O assédio é moral é um conjunto de comportamentos indesejados percepcionados como abusivos, geralmente praticados de forma persistente e reiterada, podendo consistir num ataque verbal com conteúdo ofensivo ou humilhante ou em atos subtis, que podem incluir violência psicológica ou física. Tem como objetivo diminuir a autoestima da/s pessoa/s alvo e, em última instância, pôr em causa a sua ligação ao local de trabalho.

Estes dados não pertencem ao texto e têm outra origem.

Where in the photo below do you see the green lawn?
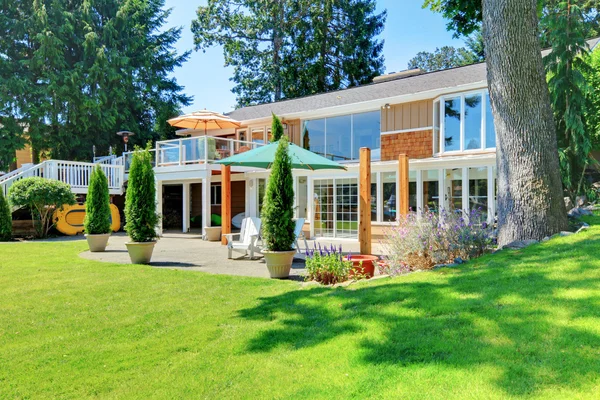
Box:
[0,217,600,399]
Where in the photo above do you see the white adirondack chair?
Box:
[225,217,261,258]
[293,218,308,253]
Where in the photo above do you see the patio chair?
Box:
[225,217,261,259]
[293,218,308,253]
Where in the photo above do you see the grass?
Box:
[0,217,600,399]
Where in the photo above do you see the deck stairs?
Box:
[0,160,125,211]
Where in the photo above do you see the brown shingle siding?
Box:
[381,129,433,161]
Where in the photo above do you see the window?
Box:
[433,90,496,154]
[485,93,496,149]
[371,174,377,222]
[433,101,440,154]
[445,168,463,210]
[257,179,267,217]
[302,111,381,161]
[302,119,325,156]
[465,94,483,150]
[326,115,352,161]
[422,169,440,211]
[469,167,488,216]
[352,111,381,160]
[210,185,221,206]
[381,172,398,222]
[444,97,461,151]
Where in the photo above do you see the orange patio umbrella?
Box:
[167,110,240,135]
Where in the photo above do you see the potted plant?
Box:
[83,165,111,253]
[125,149,159,264]
[261,132,296,278]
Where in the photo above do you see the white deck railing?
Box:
[156,136,263,167]
[0,160,124,196]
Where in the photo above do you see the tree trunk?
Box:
[483,0,567,245]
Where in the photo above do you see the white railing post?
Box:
[179,139,183,165]
[202,136,208,164]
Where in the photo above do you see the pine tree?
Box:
[0,191,12,242]
[83,165,111,235]
[271,114,284,142]
[192,0,386,106]
[0,0,190,163]
[261,136,295,251]
[125,148,159,242]
[541,0,592,199]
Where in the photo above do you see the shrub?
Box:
[261,132,296,251]
[384,210,494,271]
[0,191,12,242]
[125,148,159,242]
[271,114,283,142]
[306,244,352,285]
[8,177,75,238]
[83,165,111,235]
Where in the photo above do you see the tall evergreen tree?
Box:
[541,0,592,198]
[192,0,385,106]
[425,0,567,244]
[0,0,190,169]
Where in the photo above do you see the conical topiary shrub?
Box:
[0,192,12,242]
[83,165,111,252]
[125,149,159,264]
[261,128,296,278]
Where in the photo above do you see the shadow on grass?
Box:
[241,235,600,396]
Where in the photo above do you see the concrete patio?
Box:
[77,233,381,280]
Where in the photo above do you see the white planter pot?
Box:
[85,233,110,253]
[125,242,156,264]
[263,250,296,279]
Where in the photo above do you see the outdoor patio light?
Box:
[117,131,135,153]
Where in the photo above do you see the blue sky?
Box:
[166,0,463,112]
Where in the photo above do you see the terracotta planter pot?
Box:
[263,250,296,279]
[125,242,156,264]
[344,254,379,279]
[85,233,110,253]
[204,226,221,242]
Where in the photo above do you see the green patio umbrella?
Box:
[215,142,346,171]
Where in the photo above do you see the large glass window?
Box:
[408,171,419,212]
[465,94,483,150]
[485,93,496,149]
[302,119,325,156]
[381,172,398,222]
[433,90,496,154]
[256,179,267,217]
[296,176,308,219]
[371,174,377,221]
[352,111,381,160]
[444,97,461,151]
[302,111,381,161]
[445,168,463,211]
[469,167,488,218]
[325,115,352,161]
[433,101,440,154]
[422,169,440,211]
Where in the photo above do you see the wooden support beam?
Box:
[358,147,371,255]
[398,154,409,216]
[221,165,231,245]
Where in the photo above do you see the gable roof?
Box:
[226,38,600,121]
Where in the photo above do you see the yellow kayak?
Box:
[53,204,121,236]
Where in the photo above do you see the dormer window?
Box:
[433,90,496,155]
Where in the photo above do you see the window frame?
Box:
[432,89,496,157]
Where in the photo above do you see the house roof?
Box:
[227,38,600,121]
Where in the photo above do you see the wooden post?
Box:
[221,165,231,245]
[358,147,371,255]
[397,154,409,216]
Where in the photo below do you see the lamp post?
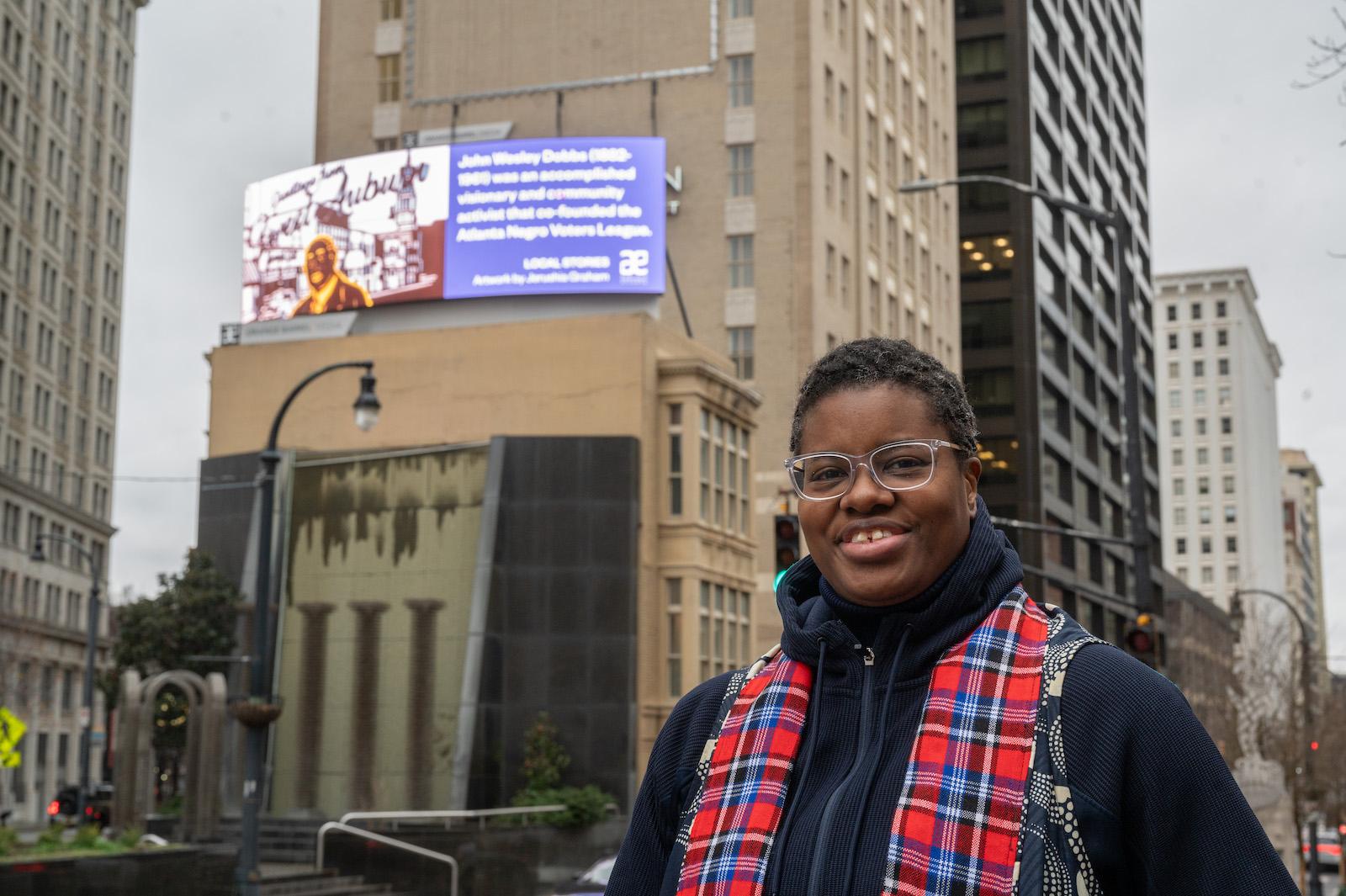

As vítimas são envolvidas em situações perante as quais têm, em geral, dificuldade em defender-se.
No entanto a nossa lei, nomeadamente o Código do Trabalho, evoluiu muito desde 2017, nomeadamente com a lei 73/2017 que reforça a proteção da vítima e impôs às entidades patronais medidas de prevenção e de proteção dos trabalhadores.
As etapas para a sua defesa
Essa lei impõe que as entidades patronais estabeleçam códigos de conduta e instaurem processos disciplinares aos agressores sob pena de contraordenação muito grave! A vítima pode inclusive rescindir o contrato e pedir uma indemnização.
A Organização Internacional do Trabalho (OIT) aprovou também a convenção 190 de 2019 sobre a eliminação do assédio e violência no trabalho que Portugal retificou.
Existe assim suporte legal para que a vítima se possa defender. Em caso de estar a ser assediado/a pelo seu chefe, patrão ou colega no trabalho registe os seguintes passos:
1.Faça um relato escrito do que está a sofrer com dados concretos (mails, sms) e testemunhas. A lei protege também as testemunhas que devem relatar apenas o que sabem e viram para que não venham a ser penalizadas.
2.Faça uma denúncia interna caso a empresa tenha um mecanismo de denúncia conforme prevê a lei;
3.Caso não exista o mecanismo de denúncia interna ou o patrão e chefe não queiram saber, faça uma denuncia à Autoridade para as Condições de Trabalho (ACT), ou, no caso da Função Pública, à Inspeção das Finanças.
4.Se não está sindicalizada/o tem agora uma boa oportunidade para contactar o seu sindicato e sindicalizar-se informando ou não a sua empresa. Ao sindicalizar-se fica a ter o apoio jurídico do sindicato e a solidariedade de outros trabalhadores.
5.Não viva o problema sozinho/a e não tenha vergonha pois existem milhares de trabalhadores a sofrerem de assédio moral e sexual. Peça apoio psicológico se a situação estiver muito pesada;
- Caso queira abandonar o emprego não assine nada sem assessoria jurídica do sindicato ou outra, de modo a conseguir a justa indemnização.